Habida cuenta de sus palabras, parece razonable pensar que nuestra protagonista no tuviera interés alguno en conocer el resultado final del referéndum promovido por El Liberal, que hizo público el primer día del mes de abril de ese año diecisiete. La lista muestra –como algunos ya habían anticipado– que una cosa es la opinión de una parte de la España letrada, la que ha participado en la consulta, y otra la de los miembros de la Academia, que, como es lógico, han seguido sus propios criterios a la hora de elegir a sus integrantes. Tal podemos concluir al comprobar que entre los diez primeros nombres de la lista tan sólo cuatro son ya académicos: Benito Pérez Galdós, Mariano de Cavia, Octavio Picón y  Jacinto Benavente. En cuanto a las mujeres, el voto popular parece dispuesto a franquearles la entrada que reiteradamente se les ha negado, pues no solo convierte en «académica» a doña Emilia Pardo Bazán y de la Rúa Figueroa al otorgarle 2 390 votos (cantidad suficiente para situarla en el undécimo lugar) sino que incluye a otras seis escritoras en el selecto grupo de quienes alcanzan más de mil votos. Ellas son, por orden de votación, Rosario de Acuña, Consuelo Álvarez (Violeta), Carmen de Burgos (Colombine), Sofía Casanova, Concha Espina y Blanca de los Ríos.
 
A pesar del buen resultado obtenido, la Real Academia Española no es asunto que en aquel tramo de su ya larga trayectoria le ocupe ni siquiera un momento («Ni como cuento chino, ni siquiera como motivo para pasar el rato, se me debe a mí mezclar en el tráfago de todas estas oralinas de la sociedad»). Sus intereses y esperanzas son otras. Mientras El Liberal da a conocer el resultado de su referéndum, Europa se convulsiona por los horrores de la Gran Guerra y por el estallido de la Revolución rusa («Rusia ha despertado a la "Edad Futura"»). Se ha encendido una tea «ante cuyo resplandor se vuelcan, en las necrópolis de la historia, todos los poderíos aristócratas, todos los privilegios de clase...». España no es ajena a estos grandes cambios que se adivinan en el horizonte: los sindicatos UGT y CNT acuerdan  coordinar sus actuaciones en un pacto alcanzado en primavera; reformistas, republicanos y socialistas pactan la formación de un hipotético Gobierno provisional, del cual Melquíades Álvarez sería el presidente y Pablo Iglesias, ministro de Trabajo. Las autoridades, que están sobre aviso, extreman las precauciones y vigilan a los posibles instigadores. Los informadores de Gobernación conocen que Rosario de Acuña no solo defiende esa unidad de acción en sus escritos de manera reiterada, sino que la refrenda con su asistencia a actos conjuntos de «las izquierdas», aunque ello supusiera desplazarse hasta Madrid, tal como hace a finales de mayo para participar en el gran mitin aliadófilo que allí tiene lugar. Su nombre no sólo está en la lista de candidatas a la Academia de papel, también en el de las supuesta instigadoras de la huelga general. Durante el verano el ambiente está muy caldeado, y las autoridades están tan nerviosas que en la madrugada del 24 de julio las fuerzas del orden se presentan en El Cervigón con la orden de efectuar un registro minucioso en la vivienda de la librepensadora. A pesar de no haber encontrado absolutamente nada tras varias horas de revolver todas sus pertenencias, hay quien sigue recelando de su papel en todo lo relacionado con los preparativos de la huelga, de manera tal que el 22 de agosto, cuando en Asturias hace ya nueve días que el paro es general, la Guardia Civil vuelve a su casa para efectuar un nuevo registro.

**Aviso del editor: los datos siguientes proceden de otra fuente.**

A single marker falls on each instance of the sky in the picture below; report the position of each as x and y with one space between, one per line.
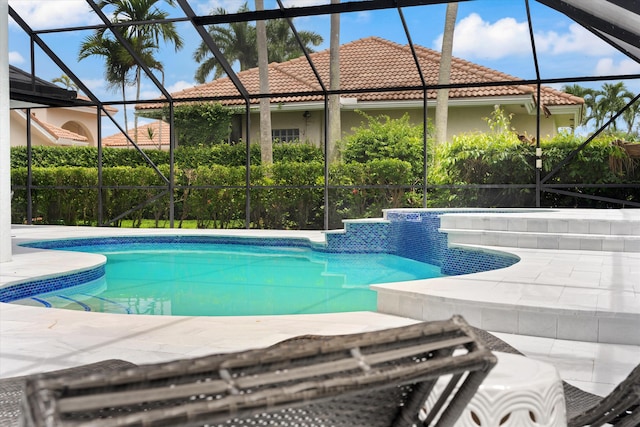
493 33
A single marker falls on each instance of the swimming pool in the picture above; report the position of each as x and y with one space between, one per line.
222 277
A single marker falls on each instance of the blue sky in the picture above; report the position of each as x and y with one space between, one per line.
493 33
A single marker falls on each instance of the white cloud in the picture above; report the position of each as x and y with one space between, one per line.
180 85
39 14
477 38
95 85
15 58
207 7
607 66
577 40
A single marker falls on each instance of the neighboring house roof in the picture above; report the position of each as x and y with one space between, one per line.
159 130
26 90
371 63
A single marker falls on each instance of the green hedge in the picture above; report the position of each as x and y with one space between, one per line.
382 163
214 196
495 159
186 157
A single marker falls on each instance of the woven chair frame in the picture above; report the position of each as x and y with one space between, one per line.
379 378
621 407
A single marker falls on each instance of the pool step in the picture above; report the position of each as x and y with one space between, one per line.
578 279
539 232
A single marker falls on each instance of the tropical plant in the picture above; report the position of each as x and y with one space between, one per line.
266 141
612 98
444 75
238 43
118 62
144 39
66 82
602 104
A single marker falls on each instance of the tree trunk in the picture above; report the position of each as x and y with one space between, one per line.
335 125
126 121
266 141
444 77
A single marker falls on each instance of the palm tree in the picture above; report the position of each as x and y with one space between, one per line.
118 62
146 37
237 41
589 96
612 98
631 115
335 120
266 140
283 45
66 82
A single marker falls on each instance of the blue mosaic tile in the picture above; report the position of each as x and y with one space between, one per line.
459 261
411 234
27 289
360 237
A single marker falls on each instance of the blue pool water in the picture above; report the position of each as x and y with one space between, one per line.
209 279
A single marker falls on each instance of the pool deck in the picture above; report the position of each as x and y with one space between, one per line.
35 339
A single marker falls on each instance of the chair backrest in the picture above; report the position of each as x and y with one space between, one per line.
621 407
380 378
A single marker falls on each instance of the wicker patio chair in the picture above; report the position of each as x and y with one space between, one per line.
11 389
621 407
373 379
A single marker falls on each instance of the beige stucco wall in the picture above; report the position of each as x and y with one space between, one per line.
18 132
80 120
461 120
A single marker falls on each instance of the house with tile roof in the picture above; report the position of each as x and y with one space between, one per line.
154 135
378 76
67 122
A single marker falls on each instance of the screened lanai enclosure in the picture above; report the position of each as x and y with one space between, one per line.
303 113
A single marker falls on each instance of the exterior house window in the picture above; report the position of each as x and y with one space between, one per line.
285 135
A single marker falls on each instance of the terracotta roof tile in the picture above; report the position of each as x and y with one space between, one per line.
371 63
158 129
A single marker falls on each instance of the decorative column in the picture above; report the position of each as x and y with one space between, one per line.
5 143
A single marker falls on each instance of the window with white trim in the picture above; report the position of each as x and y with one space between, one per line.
285 135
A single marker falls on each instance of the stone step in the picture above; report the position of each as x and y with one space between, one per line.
517 223
544 240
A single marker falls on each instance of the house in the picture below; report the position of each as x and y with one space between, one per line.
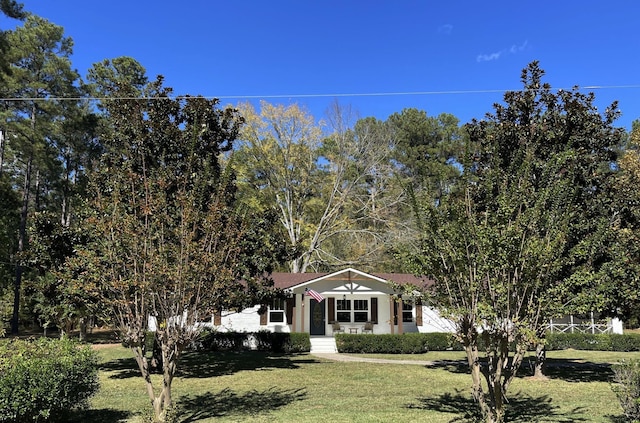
349 297
352 298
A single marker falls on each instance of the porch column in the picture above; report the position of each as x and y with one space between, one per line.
302 313
391 303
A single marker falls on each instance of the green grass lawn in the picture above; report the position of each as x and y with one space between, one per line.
257 387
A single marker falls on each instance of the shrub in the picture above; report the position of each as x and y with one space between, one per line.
440 341
41 380
593 342
298 343
627 388
262 341
408 343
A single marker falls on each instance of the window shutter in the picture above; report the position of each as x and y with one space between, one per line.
290 302
374 309
263 317
332 309
418 312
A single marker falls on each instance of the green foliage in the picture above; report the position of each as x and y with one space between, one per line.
627 388
408 343
524 234
289 343
592 342
42 380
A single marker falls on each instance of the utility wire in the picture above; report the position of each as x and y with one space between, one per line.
255 96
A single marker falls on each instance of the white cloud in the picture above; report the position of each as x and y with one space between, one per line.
518 48
446 29
514 49
488 57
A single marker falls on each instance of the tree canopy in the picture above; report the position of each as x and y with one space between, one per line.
524 228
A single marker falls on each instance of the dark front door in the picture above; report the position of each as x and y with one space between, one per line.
316 317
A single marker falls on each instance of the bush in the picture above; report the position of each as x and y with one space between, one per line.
408 343
262 341
593 342
627 388
441 341
41 380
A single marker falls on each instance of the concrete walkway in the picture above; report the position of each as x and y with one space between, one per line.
342 357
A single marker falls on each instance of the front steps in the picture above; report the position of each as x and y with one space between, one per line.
323 345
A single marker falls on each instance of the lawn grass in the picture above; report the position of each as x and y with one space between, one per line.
258 387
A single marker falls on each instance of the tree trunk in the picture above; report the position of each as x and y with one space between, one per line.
541 361
22 236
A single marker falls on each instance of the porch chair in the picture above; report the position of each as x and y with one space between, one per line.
335 326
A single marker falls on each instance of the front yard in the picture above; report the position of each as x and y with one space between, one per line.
258 387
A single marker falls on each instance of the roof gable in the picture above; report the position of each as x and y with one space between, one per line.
290 280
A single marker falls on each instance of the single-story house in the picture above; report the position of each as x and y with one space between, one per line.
354 301
347 300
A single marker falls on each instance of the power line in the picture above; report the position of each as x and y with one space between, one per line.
321 95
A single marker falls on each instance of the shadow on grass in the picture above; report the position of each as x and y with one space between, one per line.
520 409
211 364
205 365
193 408
569 370
124 367
106 415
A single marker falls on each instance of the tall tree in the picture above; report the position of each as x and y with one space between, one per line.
427 151
285 161
14 10
168 242
40 73
512 239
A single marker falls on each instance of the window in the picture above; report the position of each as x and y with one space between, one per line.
343 310
407 312
276 311
361 311
356 311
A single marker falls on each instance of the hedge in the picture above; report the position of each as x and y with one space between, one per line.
409 343
41 380
262 341
593 342
416 343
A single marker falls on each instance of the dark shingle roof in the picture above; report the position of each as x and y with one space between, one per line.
287 280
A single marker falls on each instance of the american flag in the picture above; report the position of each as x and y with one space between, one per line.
315 295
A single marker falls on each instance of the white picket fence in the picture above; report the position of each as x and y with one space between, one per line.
572 324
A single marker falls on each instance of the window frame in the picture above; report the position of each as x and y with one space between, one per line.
277 308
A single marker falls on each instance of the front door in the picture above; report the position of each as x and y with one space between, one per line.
316 317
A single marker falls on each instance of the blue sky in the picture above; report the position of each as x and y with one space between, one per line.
455 56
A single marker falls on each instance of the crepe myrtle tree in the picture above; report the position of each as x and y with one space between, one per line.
167 239
526 224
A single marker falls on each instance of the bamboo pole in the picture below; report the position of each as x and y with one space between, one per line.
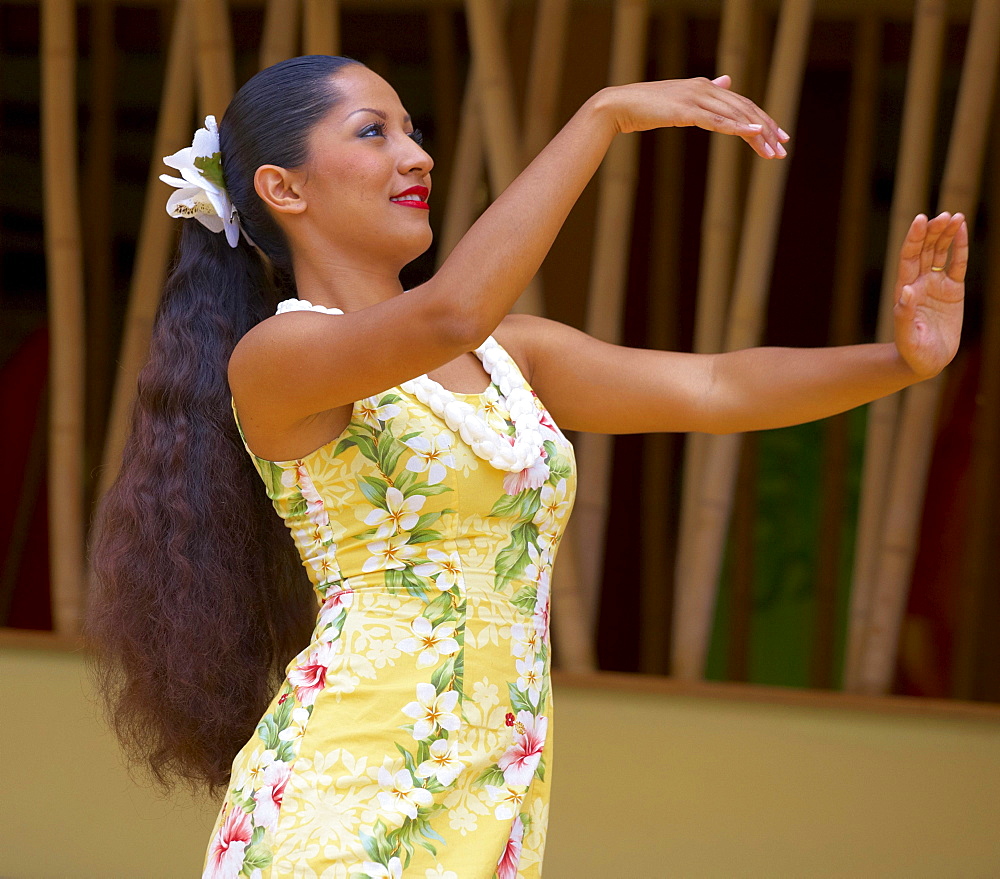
64 262
98 233
911 456
466 193
605 302
548 51
908 199
719 231
156 237
979 565
280 37
702 555
445 75
214 55
658 521
497 115
321 27
848 283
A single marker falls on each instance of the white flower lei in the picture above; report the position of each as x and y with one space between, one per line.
512 453
201 188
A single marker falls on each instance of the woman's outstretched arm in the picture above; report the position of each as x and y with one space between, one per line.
504 248
590 385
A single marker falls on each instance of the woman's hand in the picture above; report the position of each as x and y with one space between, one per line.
709 104
930 292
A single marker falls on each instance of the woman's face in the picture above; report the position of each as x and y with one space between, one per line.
361 156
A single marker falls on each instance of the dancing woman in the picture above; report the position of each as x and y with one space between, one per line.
366 674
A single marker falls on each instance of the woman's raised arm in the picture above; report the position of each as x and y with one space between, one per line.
503 250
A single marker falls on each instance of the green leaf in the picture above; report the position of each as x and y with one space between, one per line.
426 489
518 700
493 776
424 536
374 490
344 445
525 598
442 675
256 857
404 480
211 168
507 505
530 503
393 580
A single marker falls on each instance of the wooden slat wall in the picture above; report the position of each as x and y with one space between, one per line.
493 137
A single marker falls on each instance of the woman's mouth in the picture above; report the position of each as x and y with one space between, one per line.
412 198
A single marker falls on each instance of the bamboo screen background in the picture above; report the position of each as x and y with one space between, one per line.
811 556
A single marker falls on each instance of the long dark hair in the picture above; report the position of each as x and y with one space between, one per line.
198 599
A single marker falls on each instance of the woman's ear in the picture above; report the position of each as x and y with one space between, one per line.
280 189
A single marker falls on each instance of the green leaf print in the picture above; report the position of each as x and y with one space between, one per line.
393 580
426 489
404 481
441 679
439 610
374 490
492 776
377 845
518 700
507 505
513 558
256 857
424 536
525 598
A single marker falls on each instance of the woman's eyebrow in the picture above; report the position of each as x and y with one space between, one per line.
378 113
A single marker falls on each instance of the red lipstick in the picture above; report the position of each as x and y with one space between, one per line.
416 199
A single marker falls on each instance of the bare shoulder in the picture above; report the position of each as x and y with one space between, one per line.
524 337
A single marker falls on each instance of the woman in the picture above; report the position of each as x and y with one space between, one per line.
407 728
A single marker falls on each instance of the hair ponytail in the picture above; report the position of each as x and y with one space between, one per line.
198 598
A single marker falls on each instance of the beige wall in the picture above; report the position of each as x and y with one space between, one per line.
646 785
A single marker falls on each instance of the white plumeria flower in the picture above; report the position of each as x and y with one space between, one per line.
553 506
201 189
444 568
530 679
370 411
507 801
297 728
388 554
444 763
432 454
378 871
431 711
401 515
524 640
398 794
433 643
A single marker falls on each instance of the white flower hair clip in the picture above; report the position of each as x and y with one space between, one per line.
202 191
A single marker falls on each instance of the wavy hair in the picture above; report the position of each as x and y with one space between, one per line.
198 599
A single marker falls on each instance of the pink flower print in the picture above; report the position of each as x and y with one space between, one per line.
225 858
521 760
507 865
269 796
530 477
309 677
542 607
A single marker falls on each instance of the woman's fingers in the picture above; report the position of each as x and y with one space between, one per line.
934 229
960 255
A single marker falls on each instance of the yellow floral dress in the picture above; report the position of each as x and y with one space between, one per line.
412 736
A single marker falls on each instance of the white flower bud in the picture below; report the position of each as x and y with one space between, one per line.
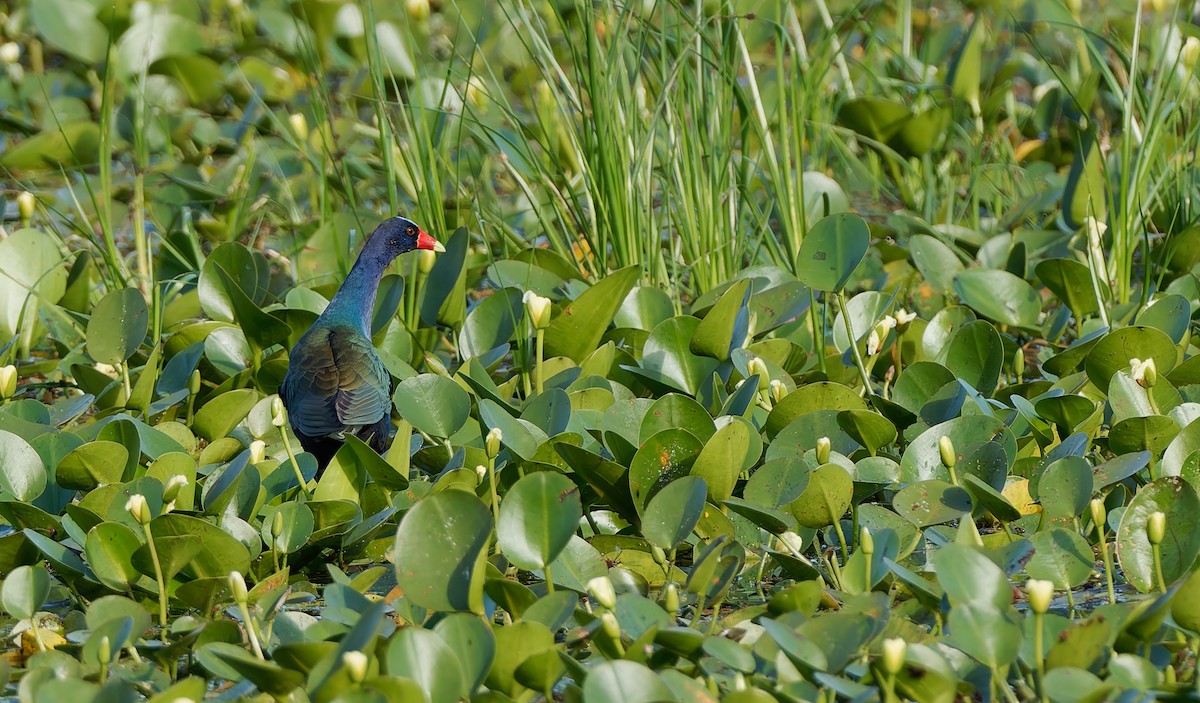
778 391
1039 594
600 588
418 10
238 586
946 446
279 413
10 53
492 442
355 664
1156 529
1191 53
611 626
873 343
894 650
823 449
795 542
173 486
257 451
538 308
25 204
425 260
299 126
7 382
759 367
138 508
1145 373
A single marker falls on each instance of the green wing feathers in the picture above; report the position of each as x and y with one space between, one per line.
335 383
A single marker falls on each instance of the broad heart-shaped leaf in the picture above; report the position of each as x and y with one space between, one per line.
247 271
661 458
491 323
874 116
22 473
174 553
117 326
359 457
826 498
864 310
576 331
1061 557
673 512
721 460
156 35
66 145
1086 192
1071 282
1000 295
472 641
222 413
677 410
435 404
667 358
1177 499
870 430
935 260
624 682
1175 458
606 478
965 70
538 517
109 550
1169 313
441 551
984 496
645 307
425 658
922 460
725 326
443 292
831 251
933 502
262 329
220 551
31 275
96 463
976 355
515 644
268 677
969 576
297 524
1116 348
1065 487
24 590
72 28
778 482
989 635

Mujer de otro siglo, solo quise ser «poeta», desde mis siete años, en que hice el primer soneto; y, al fin, solo he conseguido ser pensadora «para mí misma», sin que por eso deje de estar sentimentalmente al lado de los sufrientes, vencidos, irresponsables o débiles y en contra de verdugos, hipócritas, brutos o vanidosos que forman la legión de los egoístas. Y solo por esta sentimentalidad escribí para el público dándoles a mis compatriotas aquello que imaginaba ser lo mejor de mi alma, sin pretender, a cambio, ni sacarles los cuartos ni siquiera esperar de ninguno el más leve pláceme.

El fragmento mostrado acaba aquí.